BT, Vodafone and Verizon Wireless are amongst the leading companies giving UK spy agency GCHQ unlimited access to their network of undersea fibre optic cables, reports The Guardian.
They are passing on details of their customers' phone calls, email messages and social networking entries to GCHQ, new documents leaked by the whistleblower Edward Snowden show.
The undersea cables in question help form the backbone of the Internet and carry traffic from people around the world, so giving GCHQ free access also potentially affects the data owned by non-UK citizens.
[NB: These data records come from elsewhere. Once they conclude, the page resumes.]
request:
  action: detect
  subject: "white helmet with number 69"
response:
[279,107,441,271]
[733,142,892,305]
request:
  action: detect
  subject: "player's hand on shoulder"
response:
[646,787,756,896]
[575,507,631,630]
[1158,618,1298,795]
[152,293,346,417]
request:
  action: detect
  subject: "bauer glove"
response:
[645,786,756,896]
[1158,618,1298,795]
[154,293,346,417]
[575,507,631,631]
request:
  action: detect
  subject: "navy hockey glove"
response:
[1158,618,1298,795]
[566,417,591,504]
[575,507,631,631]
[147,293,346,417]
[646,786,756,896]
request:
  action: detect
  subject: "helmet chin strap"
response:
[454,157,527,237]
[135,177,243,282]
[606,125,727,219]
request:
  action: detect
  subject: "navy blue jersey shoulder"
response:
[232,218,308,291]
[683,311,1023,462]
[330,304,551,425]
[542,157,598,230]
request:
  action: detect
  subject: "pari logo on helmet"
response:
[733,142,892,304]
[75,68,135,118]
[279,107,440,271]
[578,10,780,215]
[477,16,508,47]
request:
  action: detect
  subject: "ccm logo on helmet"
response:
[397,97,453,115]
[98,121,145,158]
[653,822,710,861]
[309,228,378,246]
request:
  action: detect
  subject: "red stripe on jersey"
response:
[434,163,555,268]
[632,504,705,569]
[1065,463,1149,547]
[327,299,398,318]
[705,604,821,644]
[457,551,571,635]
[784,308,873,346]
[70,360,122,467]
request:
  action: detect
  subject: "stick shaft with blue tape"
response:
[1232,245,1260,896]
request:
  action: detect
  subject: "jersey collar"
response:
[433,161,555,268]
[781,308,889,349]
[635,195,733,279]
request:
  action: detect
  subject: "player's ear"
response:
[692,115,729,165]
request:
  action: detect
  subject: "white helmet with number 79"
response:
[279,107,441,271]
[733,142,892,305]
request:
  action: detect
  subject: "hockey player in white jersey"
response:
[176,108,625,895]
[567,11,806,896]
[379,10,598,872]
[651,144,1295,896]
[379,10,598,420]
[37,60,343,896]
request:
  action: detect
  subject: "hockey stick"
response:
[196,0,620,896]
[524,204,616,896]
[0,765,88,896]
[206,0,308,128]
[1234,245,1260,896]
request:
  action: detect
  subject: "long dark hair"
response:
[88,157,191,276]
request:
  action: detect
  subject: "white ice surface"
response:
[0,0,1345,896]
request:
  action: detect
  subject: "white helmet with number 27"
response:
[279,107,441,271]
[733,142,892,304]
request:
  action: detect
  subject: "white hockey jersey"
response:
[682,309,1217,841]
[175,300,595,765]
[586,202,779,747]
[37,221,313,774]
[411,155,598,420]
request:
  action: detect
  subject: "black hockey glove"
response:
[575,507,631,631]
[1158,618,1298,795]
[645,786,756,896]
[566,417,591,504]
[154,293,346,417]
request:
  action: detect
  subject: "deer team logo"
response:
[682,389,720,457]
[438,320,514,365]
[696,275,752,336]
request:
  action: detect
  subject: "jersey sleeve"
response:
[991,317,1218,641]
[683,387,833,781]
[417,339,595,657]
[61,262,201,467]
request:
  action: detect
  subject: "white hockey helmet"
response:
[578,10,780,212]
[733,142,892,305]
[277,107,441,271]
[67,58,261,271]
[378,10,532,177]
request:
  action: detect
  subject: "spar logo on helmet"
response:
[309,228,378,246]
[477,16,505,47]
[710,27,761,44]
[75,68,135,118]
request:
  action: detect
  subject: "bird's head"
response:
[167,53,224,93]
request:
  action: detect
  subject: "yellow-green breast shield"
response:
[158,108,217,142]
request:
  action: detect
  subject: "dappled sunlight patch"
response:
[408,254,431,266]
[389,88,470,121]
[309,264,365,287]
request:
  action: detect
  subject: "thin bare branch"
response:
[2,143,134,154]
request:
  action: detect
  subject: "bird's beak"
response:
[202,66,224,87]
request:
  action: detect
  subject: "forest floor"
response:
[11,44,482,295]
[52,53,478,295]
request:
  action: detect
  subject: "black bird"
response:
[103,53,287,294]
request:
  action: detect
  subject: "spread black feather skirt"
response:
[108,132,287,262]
GCHQ is able to tap the cables and store huge volumes of data for up to 30 days for further analysis. It uses special software systems that can detect key terms to help it pinpoint bits of data of interest.
A document seen by a German newspaper confirms that telecoms companies involved in the spying have been given codenames to help conceal their identities and protect them from public criticism.
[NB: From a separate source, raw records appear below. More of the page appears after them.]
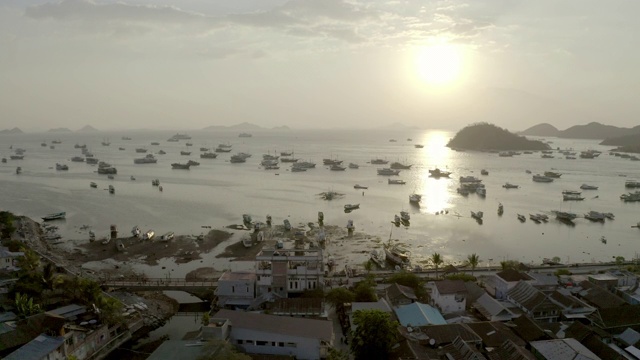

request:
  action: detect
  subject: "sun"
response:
[416,43,463,86]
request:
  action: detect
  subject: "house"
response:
[215,271,256,309]
[530,338,602,360]
[255,249,324,298]
[384,283,418,306]
[485,269,535,300]
[465,321,527,351]
[473,293,516,321]
[393,302,444,328]
[4,334,67,360]
[211,309,334,360]
[429,280,467,314]
[0,246,24,270]
[507,281,561,322]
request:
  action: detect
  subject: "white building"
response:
[256,249,324,297]
[215,271,256,309]
[429,280,467,314]
[211,310,334,360]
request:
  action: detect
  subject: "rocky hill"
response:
[519,123,560,136]
[600,132,640,146]
[447,123,550,151]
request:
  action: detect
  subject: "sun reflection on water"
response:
[416,131,454,213]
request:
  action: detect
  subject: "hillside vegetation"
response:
[447,123,550,151]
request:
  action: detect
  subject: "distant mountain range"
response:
[447,123,549,151]
[48,128,73,132]
[519,122,640,140]
[0,127,24,134]
[202,122,291,131]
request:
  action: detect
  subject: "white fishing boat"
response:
[580,184,598,190]
[344,204,360,211]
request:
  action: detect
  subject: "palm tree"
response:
[430,253,444,279]
[467,253,480,276]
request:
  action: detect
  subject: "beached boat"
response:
[384,244,411,267]
[142,230,156,240]
[160,231,175,241]
[531,174,553,182]
[344,204,360,211]
[429,168,451,178]
[580,184,598,190]
[171,163,191,170]
[378,168,400,176]
[42,211,67,221]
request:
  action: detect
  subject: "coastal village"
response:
[0,124,640,360]
[0,202,640,360]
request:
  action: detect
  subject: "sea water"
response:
[0,129,640,269]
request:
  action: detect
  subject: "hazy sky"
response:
[0,0,640,131]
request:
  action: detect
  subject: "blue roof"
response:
[395,302,447,326]
[5,334,64,360]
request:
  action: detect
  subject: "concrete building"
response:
[211,309,334,360]
[256,249,324,298]
[215,271,256,309]
[429,280,467,314]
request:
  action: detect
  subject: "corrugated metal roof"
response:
[394,302,447,326]
[212,309,333,341]
[5,334,64,360]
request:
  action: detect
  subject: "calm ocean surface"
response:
[0,130,640,265]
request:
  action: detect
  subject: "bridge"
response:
[100,278,218,291]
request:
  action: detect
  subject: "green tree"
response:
[349,310,398,360]
[429,253,444,279]
[467,253,480,276]
[197,340,251,360]
[325,287,355,308]
[200,312,211,326]
[13,293,42,317]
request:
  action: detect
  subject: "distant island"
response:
[202,122,291,131]
[447,123,550,151]
[519,122,640,140]
[0,127,24,134]
[49,128,72,132]
[77,125,100,132]
[600,132,640,151]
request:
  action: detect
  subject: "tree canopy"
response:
[350,310,398,360]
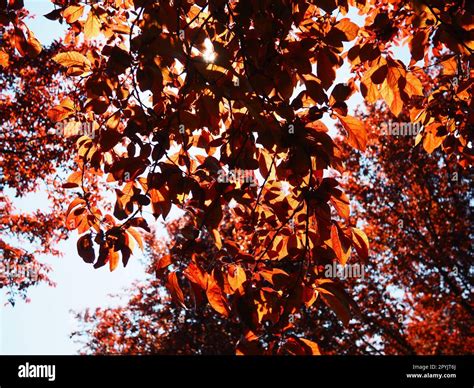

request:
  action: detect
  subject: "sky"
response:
[0,0,152,355]
[0,0,408,355]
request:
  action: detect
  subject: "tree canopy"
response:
[0,0,474,354]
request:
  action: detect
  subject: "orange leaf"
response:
[206,276,229,317]
[166,272,186,308]
[337,115,367,151]
[63,5,84,24]
[84,9,102,39]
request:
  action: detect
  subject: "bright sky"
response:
[0,0,152,355]
[0,0,408,355]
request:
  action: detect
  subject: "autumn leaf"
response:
[53,51,91,75]
[63,5,84,24]
[206,276,230,317]
[337,115,367,151]
[77,234,95,264]
[166,271,186,308]
[84,8,102,39]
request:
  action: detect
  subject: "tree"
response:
[0,1,72,304]
[2,0,473,354]
[336,100,473,354]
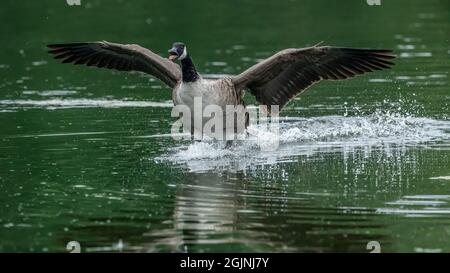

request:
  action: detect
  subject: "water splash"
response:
[155,111,450,172]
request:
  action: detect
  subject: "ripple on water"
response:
[155,109,450,172]
[0,97,173,110]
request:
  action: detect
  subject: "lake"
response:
[0,0,450,252]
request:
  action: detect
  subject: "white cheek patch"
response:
[179,47,187,60]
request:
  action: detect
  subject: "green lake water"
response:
[0,0,450,252]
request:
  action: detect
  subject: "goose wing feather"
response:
[47,41,181,88]
[232,46,395,109]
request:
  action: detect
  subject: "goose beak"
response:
[169,48,178,61]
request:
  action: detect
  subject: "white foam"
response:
[156,112,450,171]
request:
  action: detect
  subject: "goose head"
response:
[169,42,187,61]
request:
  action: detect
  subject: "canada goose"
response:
[48,41,395,141]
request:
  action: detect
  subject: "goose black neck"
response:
[181,55,199,82]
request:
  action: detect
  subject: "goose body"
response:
[48,41,395,141]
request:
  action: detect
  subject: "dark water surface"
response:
[0,0,450,252]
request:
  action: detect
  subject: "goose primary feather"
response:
[48,41,395,140]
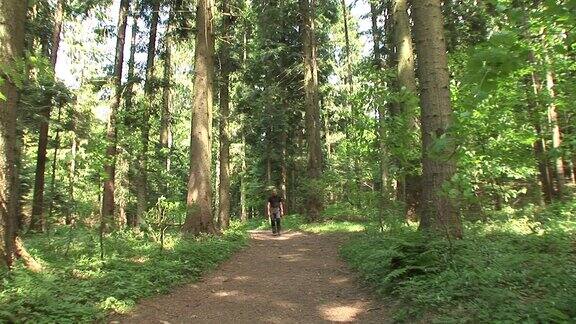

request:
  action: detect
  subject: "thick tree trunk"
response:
[412,0,462,238]
[0,0,27,268]
[392,0,421,212]
[30,0,64,232]
[100,0,130,232]
[300,0,323,221]
[183,0,216,235]
[218,0,232,230]
[160,7,174,172]
[135,0,160,220]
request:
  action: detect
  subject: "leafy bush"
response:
[0,226,247,323]
[341,206,576,323]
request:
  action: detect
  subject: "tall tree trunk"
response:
[100,0,130,233]
[546,67,567,198]
[30,0,64,232]
[300,0,323,221]
[160,7,174,172]
[48,105,62,223]
[218,0,232,230]
[370,1,382,67]
[392,0,420,212]
[124,1,142,228]
[341,0,353,91]
[0,0,27,268]
[135,0,160,220]
[66,110,79,225]
[240,134,248,222]
[183,0,216,235]
[412,0,462,238]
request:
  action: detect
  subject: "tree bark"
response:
[218,0,232,230]
[160,7,174,172]
[412,0,462,238]
[341,0,353,92]
[370,1,382,68]
[300,0,323,221]
[30,0,64,232]
[546,68,568,198]
[100,0,130,232]
[135,0,160,220]
[183,0,216,235]
[0,0,27,268]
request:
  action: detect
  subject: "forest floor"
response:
[108,230,391,323]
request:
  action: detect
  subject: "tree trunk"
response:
[30,0,64,232]
[300,0,323,221]
[48,105,62,223]
[370,1,382,67]
[134,0,160,220]
[160,7,174,172]
[183,0,216,235]
[392,0,420,212]
[412,0,462,238]
[218,0,232,230]
[546,67,567,198]
[66,110,79,225]
[240,135,248,222]
[100,0,130,232]
[342,0,353,88]
[0,0,27,268]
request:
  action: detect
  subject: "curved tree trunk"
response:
[0,0,27,268]
[100,0,130,233]
[300,0,323,221]
[412,0,462,238]
[183,0,216,235]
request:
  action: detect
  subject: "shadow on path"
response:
[111,231,391,323]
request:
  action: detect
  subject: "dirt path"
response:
[112,231,390,324]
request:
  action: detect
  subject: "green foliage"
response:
[0,224,247,323]
[341,202,576,323]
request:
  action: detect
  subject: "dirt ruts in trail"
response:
[110,231,391,324]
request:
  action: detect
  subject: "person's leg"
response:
[270,215,276,234]
[276,215,282,235]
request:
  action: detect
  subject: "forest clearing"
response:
[0,0,576,323]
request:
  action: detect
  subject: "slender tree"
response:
[30,0,64,232]
[412,0,462,238]
[183,0,216,235]
[0,0,27,267]
[300,0,323,221]
[218,0,232,230]
[136,0,160,220]
[100,0,130,232]
[160,6,174,171]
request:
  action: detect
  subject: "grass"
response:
[341,203,576,323]
[0,221,248,323]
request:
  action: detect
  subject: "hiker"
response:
[266,189,284,235]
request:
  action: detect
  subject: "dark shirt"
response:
[268,195,283,208]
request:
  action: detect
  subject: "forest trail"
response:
[110,231,391,323]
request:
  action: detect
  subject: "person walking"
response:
[266,189,284,235]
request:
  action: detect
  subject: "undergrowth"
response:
[0,221,248,323]
[341,204,576,323]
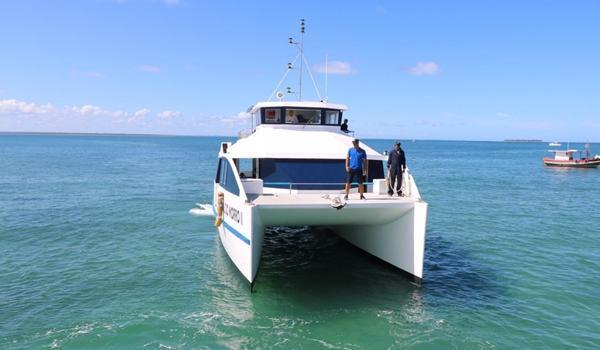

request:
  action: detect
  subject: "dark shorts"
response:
[346,169,363,185]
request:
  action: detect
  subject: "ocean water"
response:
[0,135,600,349]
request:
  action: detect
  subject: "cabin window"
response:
[285,109,321,124]
[236,158,255,179]
[259,159,384,190]
[265,108,281,124]
[325,111,340,125]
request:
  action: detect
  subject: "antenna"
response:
[298,18,304,101]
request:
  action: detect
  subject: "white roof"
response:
[251,101,348,113]
[227,125,387,160]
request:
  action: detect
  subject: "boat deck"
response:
[248,193,419,205]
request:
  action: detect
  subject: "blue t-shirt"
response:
[348,147,367,170]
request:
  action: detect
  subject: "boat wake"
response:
[188,203,215,216]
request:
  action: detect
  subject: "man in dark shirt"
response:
[340,119,350,134]
[388,141,406,197]
[344,139,367,199]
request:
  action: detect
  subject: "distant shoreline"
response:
[504,139,544,143]
[0,131,236,137]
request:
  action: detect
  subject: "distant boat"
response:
[544,144,600,168]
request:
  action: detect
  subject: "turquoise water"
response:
[0,135,600,349]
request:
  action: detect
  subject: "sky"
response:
[0,0,600,142]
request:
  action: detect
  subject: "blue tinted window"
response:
[259,159,383,190]
[219,158,240,196]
The companies involved include BT, Verizon Business, Vodafone Cable, Global Crossing, Level 3, Viatel, and Interoute. Several of these refused to comment on their involvement to The Guardian, but noted they were obliged to comply with UK and EU law.
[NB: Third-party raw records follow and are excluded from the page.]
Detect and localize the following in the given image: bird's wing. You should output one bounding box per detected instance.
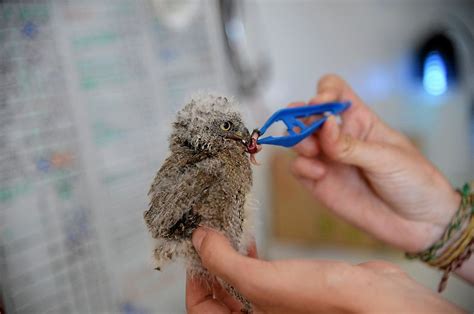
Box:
[144,156,216,239]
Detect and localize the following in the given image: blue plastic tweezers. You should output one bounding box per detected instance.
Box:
[257,102,351,147]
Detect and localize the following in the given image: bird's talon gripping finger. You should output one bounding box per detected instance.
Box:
[247,129,262,165]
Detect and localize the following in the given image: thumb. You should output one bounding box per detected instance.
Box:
[192,227,265,298]
[320,116,401,171]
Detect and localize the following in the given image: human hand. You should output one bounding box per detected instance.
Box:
[186,228,462,313]
[290,75,460,252]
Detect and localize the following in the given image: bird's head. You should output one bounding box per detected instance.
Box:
[170,95,251,154]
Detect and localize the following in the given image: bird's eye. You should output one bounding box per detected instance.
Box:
[221,121,232,131]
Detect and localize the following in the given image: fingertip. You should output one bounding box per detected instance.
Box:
[293,136,319,157]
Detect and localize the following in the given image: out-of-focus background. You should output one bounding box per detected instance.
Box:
[0,0,474,313]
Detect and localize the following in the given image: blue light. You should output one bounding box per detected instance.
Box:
[423,51,448,96]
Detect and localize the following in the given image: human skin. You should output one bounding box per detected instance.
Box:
[186,228,463,313]
[187,75,474,313]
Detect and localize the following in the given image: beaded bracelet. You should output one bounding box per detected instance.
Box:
[406,183,474,292]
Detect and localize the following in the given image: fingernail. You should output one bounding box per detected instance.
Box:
[192,228,207,252]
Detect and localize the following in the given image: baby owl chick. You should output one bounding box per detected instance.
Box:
[144,95,252,311]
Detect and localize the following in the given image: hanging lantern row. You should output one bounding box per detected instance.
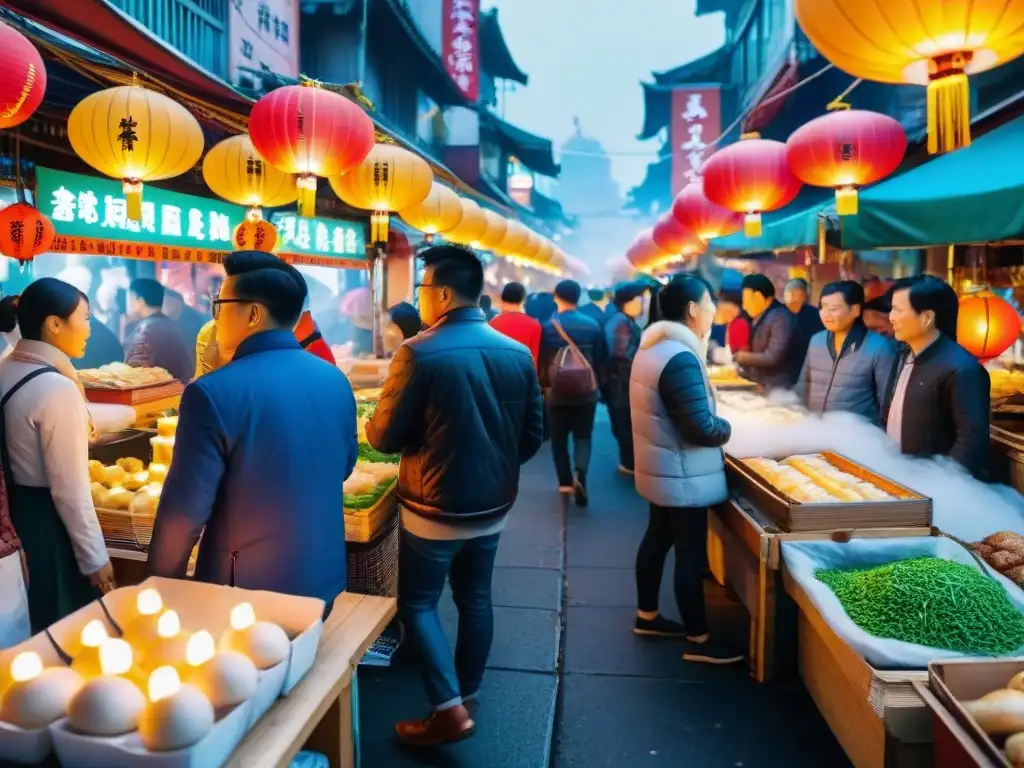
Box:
[0,23,560,266]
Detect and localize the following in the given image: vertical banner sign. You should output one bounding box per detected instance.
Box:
[227,0,299,89]
[441,0,480,102]
[669,85,722,197]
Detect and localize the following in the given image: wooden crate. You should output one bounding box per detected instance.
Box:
[726,452,932,534]
[782,568,932,768]
[345,480,398,544]
[928,658,1024,768]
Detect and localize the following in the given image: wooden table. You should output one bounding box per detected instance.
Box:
[709,498,931,683]
[226,592,396,768]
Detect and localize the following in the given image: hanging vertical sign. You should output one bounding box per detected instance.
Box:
[441,0,480,102]
[669,85,722,197]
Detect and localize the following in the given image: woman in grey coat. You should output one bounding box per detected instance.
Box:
[797,280,898,424]
[630,274,743,664]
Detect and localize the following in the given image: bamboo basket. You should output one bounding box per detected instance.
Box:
[96,507,157,552]
[345,479,398,544]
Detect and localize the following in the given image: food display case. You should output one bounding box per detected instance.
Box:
[708,365,758,392]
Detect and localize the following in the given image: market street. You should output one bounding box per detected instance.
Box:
[359,415,848,768]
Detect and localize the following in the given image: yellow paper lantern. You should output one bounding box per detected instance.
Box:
[493,219,530,257]
[479,208,509,251]
[794,0,1024,154]
[329,142,434,243]
[203,133,299,215]
[444,198,487,248]
[68,85,203,221]
[398,181,462,240]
The UK government has always been able to request access to the national telecoms infrastructure on behalf of the security agencies, and the operating licenses of the telecoms companies spell this out.
What has made it easier however is the deployment of fibre cables, with digital telecommunications now even easier to hack into when required.
GCHQ's listening station in Bude, north Cornwall plays a lead role in the operation and the The Guardian recently reported that the US National Security Agency had even helped fund its operation, to enable it to share the data collected.